4. Be wary of setups that may look like they’re aggregating many preferences (such as certain regranting or advising processes), but are actually correlated because of similar dispositions and blindspots of the regrantors or advisors themselves. You don’t get exposure to true diversity, and you double-count if everyone is in the same informational and social environment or has the same pedigree.
5. Funders should stimulate their own demand! If they want to make a certain thing happen, or enable a technology, they should build enough expertise to make it happen, then write an RFP. Do more market pulling rather than being passive recipients of whatever happens to be available. Make your preferences known.

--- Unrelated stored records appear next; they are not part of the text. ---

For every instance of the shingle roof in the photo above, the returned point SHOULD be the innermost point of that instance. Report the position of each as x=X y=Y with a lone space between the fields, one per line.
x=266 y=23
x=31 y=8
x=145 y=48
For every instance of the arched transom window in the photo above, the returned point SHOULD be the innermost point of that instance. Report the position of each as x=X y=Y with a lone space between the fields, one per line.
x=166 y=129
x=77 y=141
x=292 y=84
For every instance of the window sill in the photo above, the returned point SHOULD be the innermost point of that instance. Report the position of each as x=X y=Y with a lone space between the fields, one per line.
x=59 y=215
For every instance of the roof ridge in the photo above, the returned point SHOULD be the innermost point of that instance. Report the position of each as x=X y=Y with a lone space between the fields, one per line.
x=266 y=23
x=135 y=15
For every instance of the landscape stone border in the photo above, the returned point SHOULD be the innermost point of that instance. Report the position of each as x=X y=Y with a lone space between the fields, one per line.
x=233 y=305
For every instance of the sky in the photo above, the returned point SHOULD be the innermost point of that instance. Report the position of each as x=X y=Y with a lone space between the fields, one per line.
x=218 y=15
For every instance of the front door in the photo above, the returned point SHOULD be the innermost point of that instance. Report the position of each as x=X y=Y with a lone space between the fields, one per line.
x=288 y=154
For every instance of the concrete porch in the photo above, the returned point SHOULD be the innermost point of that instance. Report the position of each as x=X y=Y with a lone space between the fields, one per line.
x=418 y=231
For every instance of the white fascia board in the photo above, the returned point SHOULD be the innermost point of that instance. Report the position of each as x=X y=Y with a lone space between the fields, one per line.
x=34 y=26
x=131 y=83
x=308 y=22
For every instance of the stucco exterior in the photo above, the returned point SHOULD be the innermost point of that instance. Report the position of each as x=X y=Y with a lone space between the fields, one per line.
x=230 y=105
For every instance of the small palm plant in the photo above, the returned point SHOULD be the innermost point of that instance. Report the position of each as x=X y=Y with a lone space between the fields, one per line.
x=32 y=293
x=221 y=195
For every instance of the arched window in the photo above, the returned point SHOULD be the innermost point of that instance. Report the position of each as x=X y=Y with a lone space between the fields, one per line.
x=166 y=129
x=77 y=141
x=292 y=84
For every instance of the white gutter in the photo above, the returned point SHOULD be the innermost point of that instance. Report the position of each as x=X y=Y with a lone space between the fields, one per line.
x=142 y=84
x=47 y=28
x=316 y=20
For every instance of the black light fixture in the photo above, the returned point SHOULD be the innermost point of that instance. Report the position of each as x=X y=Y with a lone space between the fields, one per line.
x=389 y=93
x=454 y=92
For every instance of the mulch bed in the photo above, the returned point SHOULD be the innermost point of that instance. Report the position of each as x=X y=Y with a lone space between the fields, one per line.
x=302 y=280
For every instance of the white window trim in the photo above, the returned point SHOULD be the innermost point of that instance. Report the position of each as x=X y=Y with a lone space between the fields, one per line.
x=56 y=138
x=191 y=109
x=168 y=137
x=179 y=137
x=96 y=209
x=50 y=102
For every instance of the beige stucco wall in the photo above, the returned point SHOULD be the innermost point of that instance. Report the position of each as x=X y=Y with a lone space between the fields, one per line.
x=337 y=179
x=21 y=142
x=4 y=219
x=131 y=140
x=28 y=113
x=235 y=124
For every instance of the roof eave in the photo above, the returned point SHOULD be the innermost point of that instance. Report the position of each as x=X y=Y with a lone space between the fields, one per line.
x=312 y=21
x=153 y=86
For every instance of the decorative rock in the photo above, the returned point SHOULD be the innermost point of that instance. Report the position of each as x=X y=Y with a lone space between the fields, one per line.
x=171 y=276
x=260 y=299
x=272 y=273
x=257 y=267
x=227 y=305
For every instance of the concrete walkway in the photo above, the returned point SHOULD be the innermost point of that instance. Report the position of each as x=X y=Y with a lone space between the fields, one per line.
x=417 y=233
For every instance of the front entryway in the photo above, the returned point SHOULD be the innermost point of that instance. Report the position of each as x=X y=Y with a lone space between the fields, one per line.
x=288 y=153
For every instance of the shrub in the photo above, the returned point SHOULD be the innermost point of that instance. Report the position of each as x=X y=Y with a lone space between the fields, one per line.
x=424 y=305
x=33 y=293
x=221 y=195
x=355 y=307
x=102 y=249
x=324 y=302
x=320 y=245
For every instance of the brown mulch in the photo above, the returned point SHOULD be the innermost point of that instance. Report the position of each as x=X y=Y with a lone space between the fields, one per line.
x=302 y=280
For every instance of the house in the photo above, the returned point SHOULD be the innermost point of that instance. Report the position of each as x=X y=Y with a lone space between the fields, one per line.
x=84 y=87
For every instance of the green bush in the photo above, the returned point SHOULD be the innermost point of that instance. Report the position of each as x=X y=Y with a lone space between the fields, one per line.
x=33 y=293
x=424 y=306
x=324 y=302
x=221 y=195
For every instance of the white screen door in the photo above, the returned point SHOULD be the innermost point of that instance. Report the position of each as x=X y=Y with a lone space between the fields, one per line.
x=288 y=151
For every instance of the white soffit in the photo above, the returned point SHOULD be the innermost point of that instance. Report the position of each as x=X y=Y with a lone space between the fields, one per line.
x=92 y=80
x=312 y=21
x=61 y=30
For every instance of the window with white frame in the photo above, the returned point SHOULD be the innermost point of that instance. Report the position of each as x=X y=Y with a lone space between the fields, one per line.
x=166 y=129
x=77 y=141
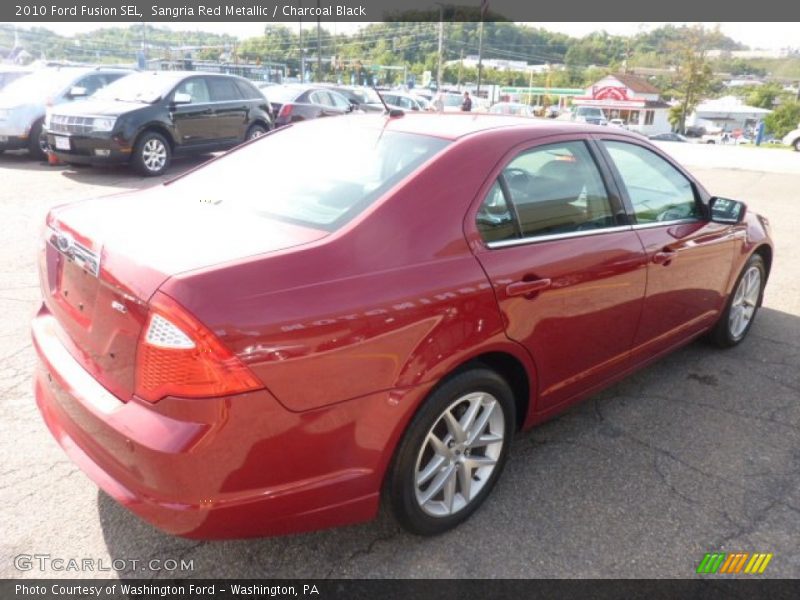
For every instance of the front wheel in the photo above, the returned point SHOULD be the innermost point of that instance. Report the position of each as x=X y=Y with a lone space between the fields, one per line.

If they are objectionable, this will be clear to other potential funders and may motivate them to enter and change the landscape.
Even with companies funding nonprofit work—where priorities are obvious (improve the bottom line) and the invisible hand of the free market pushes for greater efficiency—there are still huge gains to be had.
At least for AI safety, you’d think it wouldn’t be a problem. (Almost) no one wants human extinction. But acting consistently with that goal is hard.
Philanthropy is a market, too. Shape it like one.
In fairness, these funders are far better than most. Open Philanthropy and Good Ventures has, compared to other fields, some transparency (and will say when they are eg. exiting sub-cause areas, even if not specifying what), and SFF has spoken about their own funding process at length.